Disenfranchisement after the Reconstruction Era in the United States of America was based on a series of laws, new constitutions, and practices in the South that were deliberately used to prevent black citizens from registering to vote and voting. These measures were enacted by the former Confederate states at the turn of the 20th century, and by Oklahoma when it gained statehood in 1907, although not by the former border slave states. Their actions were designed to frustrate the objective of the Fifteenth Amendment to the United States Constitution, ratified in 1870, which sought to protect the suffrage of freedmen after the American Civil War.

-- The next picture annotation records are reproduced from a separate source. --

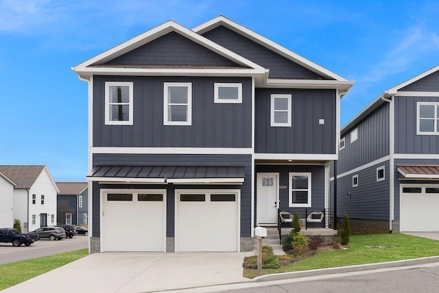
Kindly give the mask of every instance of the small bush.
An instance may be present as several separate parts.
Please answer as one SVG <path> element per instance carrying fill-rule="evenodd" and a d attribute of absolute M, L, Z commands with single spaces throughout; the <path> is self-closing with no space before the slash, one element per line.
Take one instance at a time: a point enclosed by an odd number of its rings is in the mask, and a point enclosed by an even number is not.
<path fill-rule="evenodd" d="M 349 235 L 351 235 L 351 227 L 349 226 L 349 217 L 346 213 L 343 216 L 342 222 L 342 233 L 340 233 L 342 245 L 347 245 L 349 243 Z"/>
<path fill-rule="evenodd" d="M 323 237 L 320 235 L 316 235 L 313 236 L 310 236 L 309 239 L 308 239 L 308 247 L 310 249 L 315 251 L 322 245 L 324 242 Z"/>
<path fill-rule="evenodd" d="M 14 229 L 19 230 L 19 233 L 21 233 L 21 222 L 19 219 L 14 220 Z"/>

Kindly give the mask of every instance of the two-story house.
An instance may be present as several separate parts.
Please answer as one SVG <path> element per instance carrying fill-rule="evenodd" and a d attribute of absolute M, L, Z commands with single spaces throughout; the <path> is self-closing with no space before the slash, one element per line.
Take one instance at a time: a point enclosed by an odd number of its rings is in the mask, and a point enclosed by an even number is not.
<path fill-rule="evenodd" d="M 439 66 L 384 91 L 340 136 L 337 215 L 439 231 Z"/>
<path fill-rule="evenodd" d="M 222 16 L 72 69 L 88 84 L 91 253 L 245 251 L 278 208 L 329 207 L 353 81 Z"/>
<path fill-rule="evenodd" d="M 0 165 L 0 175 L 6 185 L 13 187 L 12 190 L 2 188 L 0 190 L 12 191 L 12 194 L 2 194 L 1 196 L 12 199 L 13 218 L 20 220 L 23 232 L 56 225 L 56 193 L 59 190 L 46 166 Z M 7 204 L 5 212 L 9 218 L 10 199 Z M 12 227 L 13 225 L 12 221 L 3 227 Z"/>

During the later elections of Reconstruction era, beginning in the 1870s, white Democrats used violence by paramilitary groups, as well as fraud, to suppress black Republican voters and turn Republicans out of office. After regaining control of the state legislatures, Democrats were alarmed by a late 19th-century alliance between Republicans and Populists that cost them some elections. In North Carolina, for example, the Wilmington insurrection of 1898 (long called a race riot by whites) saw white Democrats launching a coup d’etat which overthrew the city government (the only coup of its kind in United States history), a duly elected biracial government headed by a white mayor; and widely attacked the black community, destroying lives and property. As a result, many blacks left the city permanently…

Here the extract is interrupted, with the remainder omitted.